By March 2020, the EU, like the rest of the world, was struggling to respond to the Covid-19 pandemic. Although the FDI Regulation had not even been fully implemented, the Commission urged Member States in a March 13, 2020 communication, “to be vigilant and use all tools available at Union and national level to avoid that the current crisis leads to a loss of critical assets and technology” and promised to “guide Member States ahead of the application” of the FD Regulation. The Commission soon issued another communication urging Member States to apply FDI screening to “critical health infrastructures, supply of critical inputs, and other critical sectors.” In response to another global shock, Russia’s full-scale invasion of Ukraine, the Commission issued guidance to the Member States concerning foreign direct investment from Russia and Belarus. By 2023, the Commission had reviewed over 1,200 transactions under the FDI Regulation.

The Proposed FDI Regulation reflects the experience the Commission has accumulated since 2019 and addresses shortcomings identified in a 2022 OECD assessment of the FDI Regulation’s effectiveness and efficiency. Notably, unlike the FDI Regulation, which left the decision to implement FDI screening to the Member States, the Proposed FDI Regulation requires all Member States to adopt FDI screening mechanisms that comply with the new regulation.


Minimum requirements

The Proposed FDI Regulation would impose stricter harmonized standards for Member State screening mechanisms. Under the FDI Regulation, national mechanisms are already required to be transparent and not discriminate against third countries. Member States must set out the circumstances triggering screening, the grounds for screening and detailed procedural rules. Confidential information must be protected, and foreign investors and other parties concerned must have the possibility to seek judicial redress against screening decisions.

The Proposed FDI Regulation tightens and further harmonizes these minimum requirements. Under the Proposed FDI Regulation, Member State screening mechanisms must include (a) procedures for assessing jurisdiction over a proposed investment, an initial review, and, where necessary, an in-depth investigation; (b) a monitoring system to identify and prevent circumvention; (c) powers to conduct own-initiative investigations for at least 15 months after a transaction’s completion; (d) protection of confidential information; (e) publication of an annual report; (f) mandatory notification and screening of certain foreign investments before the foreign investment is completed; (g) powers to impose mitigating measures, prohibit, or unwind foreign investments; (h) procedures for participation in the EU’s cooperation mechanism; and (i) due process rights for foreign investors, including a right be heard before a decision is taken to authorise a foreign investment subject to mitigating measures or to prohibit a foreign investment, as well as a right to seek judicial recourse.

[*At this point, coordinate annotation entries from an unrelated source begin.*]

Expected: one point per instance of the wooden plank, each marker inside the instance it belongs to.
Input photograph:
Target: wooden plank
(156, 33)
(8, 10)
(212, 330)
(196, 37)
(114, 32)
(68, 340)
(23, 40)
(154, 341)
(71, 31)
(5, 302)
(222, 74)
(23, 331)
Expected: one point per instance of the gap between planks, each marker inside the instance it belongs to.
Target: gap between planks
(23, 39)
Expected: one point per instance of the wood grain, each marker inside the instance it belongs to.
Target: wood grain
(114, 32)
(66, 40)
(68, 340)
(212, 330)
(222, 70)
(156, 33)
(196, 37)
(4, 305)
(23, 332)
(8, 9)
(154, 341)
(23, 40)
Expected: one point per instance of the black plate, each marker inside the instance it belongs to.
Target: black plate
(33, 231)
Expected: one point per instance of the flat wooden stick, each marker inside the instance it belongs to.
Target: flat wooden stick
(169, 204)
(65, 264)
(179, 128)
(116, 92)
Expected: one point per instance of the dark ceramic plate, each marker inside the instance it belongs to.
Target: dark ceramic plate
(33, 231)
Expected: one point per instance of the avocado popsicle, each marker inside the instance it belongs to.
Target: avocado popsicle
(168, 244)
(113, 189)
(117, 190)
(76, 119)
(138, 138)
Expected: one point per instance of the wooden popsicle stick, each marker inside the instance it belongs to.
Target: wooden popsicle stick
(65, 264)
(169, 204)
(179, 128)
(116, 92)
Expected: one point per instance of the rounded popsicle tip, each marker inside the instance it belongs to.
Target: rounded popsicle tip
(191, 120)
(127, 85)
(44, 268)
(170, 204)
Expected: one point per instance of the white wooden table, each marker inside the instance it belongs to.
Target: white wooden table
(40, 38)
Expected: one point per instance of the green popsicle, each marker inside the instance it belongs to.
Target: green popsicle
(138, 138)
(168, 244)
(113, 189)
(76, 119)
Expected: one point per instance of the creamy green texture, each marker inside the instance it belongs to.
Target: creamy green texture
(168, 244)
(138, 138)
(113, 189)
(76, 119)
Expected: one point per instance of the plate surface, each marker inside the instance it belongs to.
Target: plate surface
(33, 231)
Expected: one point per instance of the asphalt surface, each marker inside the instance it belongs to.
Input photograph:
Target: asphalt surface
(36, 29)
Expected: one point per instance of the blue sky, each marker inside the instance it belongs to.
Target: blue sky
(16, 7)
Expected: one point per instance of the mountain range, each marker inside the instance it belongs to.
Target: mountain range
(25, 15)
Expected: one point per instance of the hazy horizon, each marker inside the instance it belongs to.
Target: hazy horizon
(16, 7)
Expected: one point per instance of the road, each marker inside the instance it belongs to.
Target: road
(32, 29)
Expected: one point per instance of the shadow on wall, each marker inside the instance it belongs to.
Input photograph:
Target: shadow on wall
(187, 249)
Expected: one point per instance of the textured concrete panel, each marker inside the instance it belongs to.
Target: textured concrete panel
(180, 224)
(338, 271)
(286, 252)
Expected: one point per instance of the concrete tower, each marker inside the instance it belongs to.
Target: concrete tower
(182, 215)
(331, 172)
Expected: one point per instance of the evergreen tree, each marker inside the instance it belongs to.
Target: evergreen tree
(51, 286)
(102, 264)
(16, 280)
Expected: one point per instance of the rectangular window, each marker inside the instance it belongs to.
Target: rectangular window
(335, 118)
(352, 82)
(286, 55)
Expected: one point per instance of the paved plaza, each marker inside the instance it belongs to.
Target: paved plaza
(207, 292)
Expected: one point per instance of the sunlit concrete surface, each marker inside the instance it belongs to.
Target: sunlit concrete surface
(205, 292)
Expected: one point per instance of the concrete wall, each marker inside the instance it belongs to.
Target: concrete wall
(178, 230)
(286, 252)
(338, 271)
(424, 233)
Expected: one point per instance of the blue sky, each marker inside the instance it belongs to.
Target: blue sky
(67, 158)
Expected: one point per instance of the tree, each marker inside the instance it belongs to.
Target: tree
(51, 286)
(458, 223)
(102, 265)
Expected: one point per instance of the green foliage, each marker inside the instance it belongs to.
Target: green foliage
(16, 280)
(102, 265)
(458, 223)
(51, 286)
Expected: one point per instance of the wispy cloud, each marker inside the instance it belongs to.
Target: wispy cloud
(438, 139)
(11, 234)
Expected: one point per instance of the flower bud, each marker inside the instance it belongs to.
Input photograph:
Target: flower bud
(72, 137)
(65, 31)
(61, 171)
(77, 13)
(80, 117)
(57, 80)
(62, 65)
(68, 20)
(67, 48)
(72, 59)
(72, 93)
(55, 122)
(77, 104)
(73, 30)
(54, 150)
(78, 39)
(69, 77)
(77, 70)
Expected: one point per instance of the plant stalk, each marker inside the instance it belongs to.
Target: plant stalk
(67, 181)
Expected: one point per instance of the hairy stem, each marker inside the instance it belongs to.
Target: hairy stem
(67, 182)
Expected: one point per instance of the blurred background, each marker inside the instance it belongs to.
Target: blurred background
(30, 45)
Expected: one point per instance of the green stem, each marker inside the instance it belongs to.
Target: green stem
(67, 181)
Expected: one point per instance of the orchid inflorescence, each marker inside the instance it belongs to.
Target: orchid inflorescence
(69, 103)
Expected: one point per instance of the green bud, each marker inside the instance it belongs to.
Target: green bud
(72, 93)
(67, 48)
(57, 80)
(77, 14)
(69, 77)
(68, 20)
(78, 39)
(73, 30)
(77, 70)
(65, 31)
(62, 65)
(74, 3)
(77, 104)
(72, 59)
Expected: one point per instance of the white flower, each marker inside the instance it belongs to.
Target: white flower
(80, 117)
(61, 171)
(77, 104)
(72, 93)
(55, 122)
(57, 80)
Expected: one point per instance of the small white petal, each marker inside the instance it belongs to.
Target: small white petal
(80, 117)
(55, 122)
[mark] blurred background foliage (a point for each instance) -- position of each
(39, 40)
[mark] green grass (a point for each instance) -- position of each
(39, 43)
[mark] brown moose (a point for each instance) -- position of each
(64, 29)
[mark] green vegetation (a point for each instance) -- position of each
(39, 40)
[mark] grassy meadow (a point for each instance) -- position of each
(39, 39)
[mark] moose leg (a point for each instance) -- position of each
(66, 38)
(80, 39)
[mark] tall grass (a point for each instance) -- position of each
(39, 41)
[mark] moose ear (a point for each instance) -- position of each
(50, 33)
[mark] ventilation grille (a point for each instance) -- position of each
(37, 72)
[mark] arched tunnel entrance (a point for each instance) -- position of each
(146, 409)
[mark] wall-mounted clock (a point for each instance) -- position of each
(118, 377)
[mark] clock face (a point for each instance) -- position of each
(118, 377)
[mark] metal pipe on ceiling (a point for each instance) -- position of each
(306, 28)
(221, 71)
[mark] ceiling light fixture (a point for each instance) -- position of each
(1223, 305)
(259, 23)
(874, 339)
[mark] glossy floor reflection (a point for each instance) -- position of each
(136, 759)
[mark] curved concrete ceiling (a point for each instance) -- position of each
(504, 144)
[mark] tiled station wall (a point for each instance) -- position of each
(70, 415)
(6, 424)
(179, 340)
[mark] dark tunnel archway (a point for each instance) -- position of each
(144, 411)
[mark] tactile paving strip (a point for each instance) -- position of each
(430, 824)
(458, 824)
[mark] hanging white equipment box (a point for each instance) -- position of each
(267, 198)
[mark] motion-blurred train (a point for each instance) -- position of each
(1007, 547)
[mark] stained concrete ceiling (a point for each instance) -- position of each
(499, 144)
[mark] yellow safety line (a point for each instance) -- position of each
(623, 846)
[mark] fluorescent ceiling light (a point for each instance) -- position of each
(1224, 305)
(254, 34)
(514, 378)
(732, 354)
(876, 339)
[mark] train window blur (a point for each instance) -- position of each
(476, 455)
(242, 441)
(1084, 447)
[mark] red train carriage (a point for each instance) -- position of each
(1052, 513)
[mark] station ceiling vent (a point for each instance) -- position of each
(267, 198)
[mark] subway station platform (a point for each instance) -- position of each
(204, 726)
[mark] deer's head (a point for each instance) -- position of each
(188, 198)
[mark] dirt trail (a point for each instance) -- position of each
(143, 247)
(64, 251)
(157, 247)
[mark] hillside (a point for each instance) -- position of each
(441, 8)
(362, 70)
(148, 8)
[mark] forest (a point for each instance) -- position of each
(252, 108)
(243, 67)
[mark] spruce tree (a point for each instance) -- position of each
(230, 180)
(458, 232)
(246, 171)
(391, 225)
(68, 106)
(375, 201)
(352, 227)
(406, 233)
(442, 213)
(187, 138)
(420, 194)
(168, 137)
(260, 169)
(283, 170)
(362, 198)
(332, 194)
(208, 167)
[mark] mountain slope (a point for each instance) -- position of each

The FDI Regulation listed factors for FDI screening, but as noted does not require Member States to screen FDI in particular sectors, or at all. Factors listed in the FDI Regulation include potential effects on critical infrastructure (including energy, transport, water, health, communications, media, data processing or storage, aerospace, defense, electoral or financial infrastructure, as well as sensitive facilities and investments in related real estate); critical technologies and dual use items (including artificial intelligence, robotics, semiconductors, cybersecurity, quantum, aerospace, defense, energy storage, and nuclear technologies, nanotechnologies and biotechnologies); supply of critical inputs (including energy, raw materials, and food security); access to or the ability to control sensitive information (including personal data); and freedom and pluralism of the media.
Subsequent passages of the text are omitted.